COVID-19 increases the risk of venous thromboembolism (VTE), pulmonary embolism and / or deep venous thrombosis.28 A meta-analysis disclosed around 15% rate of VTE events during COVID-19.29 VTE worsens the prognosis of COVID-19 patients.28,30,31 Some authors suggested that anticoagulation before COVID-19 infection and hospitalization may protect against microthrombi and development of thromboembolic diseases during COVID-19, and may decrease the risk of severe disease and death due to COVID-19.32 Other studies did not confirm this theory.33,34 A therapeutic dose of anticoagulation may improve the course of COVID-19 in hospitalized patients, especially when there is no need of ICU hospitalization.35 We observed no VTE cases being consequences of COVID-19 in our PAH/CTEPH study group. However, not all patients had computed angiography performed, even if they were hospitalized, so the data could have been underestimated. About 47% of our PAH/CTEPH patients, and 45% of those who suffered from COVID-19, received anticoagulants due to CTEPH, history of VTE, or atrial fibrillation. Only 2 of the 7 patients who died from COVID-19 were taking anticoagulants. We found no impact of anticoagulation on either morbidity or severe course of COVID-19. This is in accordance with previous studies in the general population.33,34 No thromboembolic events due to COVID-19 were reported in the European population of PAH/CTEPH patients described by Belge et al10 or by Farmakis et al.20 Montani et al11 reported acute VTE in 4% of hospitalized PH patients. Anticoagulation was more frequently used in the hospitalized patients who survived than in those who died due to COVID-19 at the hospital, but it had no impact on in-hospital mortality in the multivariate regression model.11

Study limitations

The main limitation of our study is its retrospective design. The examined PAH/CTEPH group was relatively small, but the patients were followed for 2 years of the pandemic. The patients were tested for SARS-CoV-2 infection before hospitalization, if they or their relatives had symptoms suggesting COVID-19, so asymptomatic patients could have been omitted.

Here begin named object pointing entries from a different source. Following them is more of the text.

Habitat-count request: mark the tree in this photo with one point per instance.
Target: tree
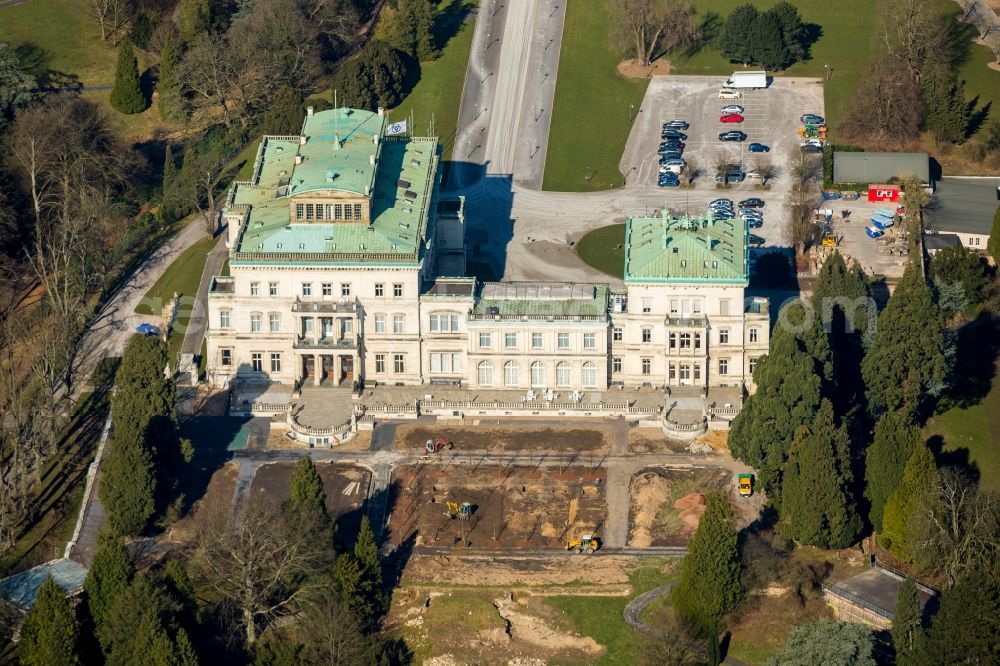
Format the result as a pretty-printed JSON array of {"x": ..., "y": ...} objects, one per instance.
[
  {"x": 964, "y": 629},
  {"x": 787, "y": 397},
  {"x": 256, "y": 563},
  {"x": 110, "y": 573},
  {"x": 126, "y": 96},
  {"x": 170, "y": 99},
  {"x": 828, "y": 643},
  {"x": 48, "y": 635},
  {"x": 905, "y": 360},
  {"x": 887, "y": 107},
  {"x": 895, "y": 439},
  {"x": 919, "y": 477},
  {"x": 709, "y": 584},
  {"x": 817, "y": 507},
  {"x": 993, "y": 245},
  {"x": 906, "y": 621}
]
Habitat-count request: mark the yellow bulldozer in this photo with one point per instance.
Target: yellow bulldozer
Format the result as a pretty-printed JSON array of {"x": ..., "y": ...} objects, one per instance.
[{"x": 586, "y": 543}]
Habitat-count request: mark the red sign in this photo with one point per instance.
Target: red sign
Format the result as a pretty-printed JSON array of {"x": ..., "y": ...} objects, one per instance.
[{"x": 883, "y": 193}]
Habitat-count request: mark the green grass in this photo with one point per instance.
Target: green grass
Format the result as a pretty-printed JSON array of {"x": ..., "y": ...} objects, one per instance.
[
  {"x": 590, "y": 119},
  {"x": 604, "y": 249},
  {"x": 439, "y": 91}
]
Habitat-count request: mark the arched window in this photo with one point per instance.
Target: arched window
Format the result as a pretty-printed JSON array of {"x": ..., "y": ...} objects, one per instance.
[
  {"x": 562, "y": 374},
  {"x": 510, "y": 373},
  {"x": 485, "y": 373},
  {"x": 537, "y": 374}
]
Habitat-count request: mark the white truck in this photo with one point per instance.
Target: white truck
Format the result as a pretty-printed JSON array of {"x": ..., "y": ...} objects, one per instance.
[{"x": 747, "y": 80}]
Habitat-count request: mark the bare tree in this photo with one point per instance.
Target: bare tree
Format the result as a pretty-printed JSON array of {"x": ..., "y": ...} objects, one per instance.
[
  {"x": 256, "y": 562},
  {"x": 956, "y": 525},
  {"x": 649, "y": 25}
]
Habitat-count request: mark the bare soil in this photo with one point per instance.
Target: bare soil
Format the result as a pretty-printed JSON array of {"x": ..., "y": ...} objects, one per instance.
[
  {"x": 596, "y": 437},
  {"x": 513, "y": 507},
  {"x": 667, "y": 504}
]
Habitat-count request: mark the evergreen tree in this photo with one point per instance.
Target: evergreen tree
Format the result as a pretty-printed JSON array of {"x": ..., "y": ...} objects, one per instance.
[
  {"x": 787, "y": 397},
  {"x": 906, "y": 621},
  {"x": 919, "y": 476},
  {"x": 126, "y": 96},
  {"x": 48, "y": 635},
  {"x": 895, "y": 439},
  {"x": 827, "y": 643},
  {"x": 110, "y": 573},
  {"x": 709, "y": 584},
  {"x": 964, "y": 629},
  {"x": 817, "y": 507},
  {"x": 170, "y": 100},
  {"x": 905, "y": 360},
  {"x": 993, "y": 244}
]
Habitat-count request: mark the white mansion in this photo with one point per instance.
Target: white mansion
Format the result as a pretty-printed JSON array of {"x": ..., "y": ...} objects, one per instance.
[{"x": 338, "y": 248}]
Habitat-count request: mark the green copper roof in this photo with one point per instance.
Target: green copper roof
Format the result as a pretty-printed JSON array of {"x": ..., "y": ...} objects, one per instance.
[
  {"x": 541, "y": 299},
  {"x": 337, "y": 155},
  {"x": 668, "y": 249}
]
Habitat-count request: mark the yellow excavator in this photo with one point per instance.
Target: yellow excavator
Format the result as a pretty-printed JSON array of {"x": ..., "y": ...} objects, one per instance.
[{"x": 586, "y": 543}]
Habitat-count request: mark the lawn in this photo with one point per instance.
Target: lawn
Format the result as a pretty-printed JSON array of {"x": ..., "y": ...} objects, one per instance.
[
  {"x": 438, "y": 94},
  {"x": 604, "y": 249},
  {"x": 590, "y": 121}
]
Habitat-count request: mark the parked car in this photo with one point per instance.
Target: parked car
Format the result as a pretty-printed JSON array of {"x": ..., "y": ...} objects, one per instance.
[
  {"x": 733, "y": 135},
  {"x": 676, "y": 124},
  {"x": 730, "y": 177}
]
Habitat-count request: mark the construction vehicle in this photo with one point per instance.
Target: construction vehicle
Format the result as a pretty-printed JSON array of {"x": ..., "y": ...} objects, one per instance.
[
  {"x": 435, "y": 445},
  {"x": 587, "y": 543}
]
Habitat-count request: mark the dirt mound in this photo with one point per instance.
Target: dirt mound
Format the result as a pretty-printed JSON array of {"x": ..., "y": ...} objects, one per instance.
[
  {"x": 691, "y": 507},
  {"x": 649, "y": 492}
]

The study survival analysis would be the best type of analysis, but we decided to use logistic regression model due to problems with assessing the length of the follow-up (to compare the vaccinated and unvaccinated patients, the follow-up should start for the vaccinated individuals at the date of achieving the fully vaccinated status). The patients were vaccinated at different times, so we could only analyze the incidence of COVID-19 and the course of the disease before and after vaccination, not at a specific time point for the entire study population. We included 66 patients diagnosed with PH after the start of the pandemic with negative COVID-19 history. Negative COVID-19 history was confirmed by the attending physician and checked in the central register of COVID-19 cases of the Polish Ministry of Health. We assumed that the patients had had PH before the pandemic, because it is known from Polish and international registries that PH is a heterogenous disease diagnosed with a long delay. The median time from the onset of symptoms to diagnosis of PH is 12 to 14 months.36,37 In all 66 retrospectively enrolled PAH/CTEPH patients the first symptoms occurred several months before the onset of the pandemic.

Conclusions

Our findings are important for the PAH/CTEPH patients and their doctors in the next stages of the pandemic. We confirmed that the vaccinated PAH/CTEPH individuals were well protected against COVID-19. The PH patients had a higher mortality risk and hospitalization rate due to COVID-19 than the general population. The elderly patients in the functional NYHA/WHO class 3 or 4, had the highest risk of a severe course of COVID-19. They should receive the greatest attention during PH center visits. All efforts should be made to convince the PAH/CTEPH patients to vaccinate against COVID-19.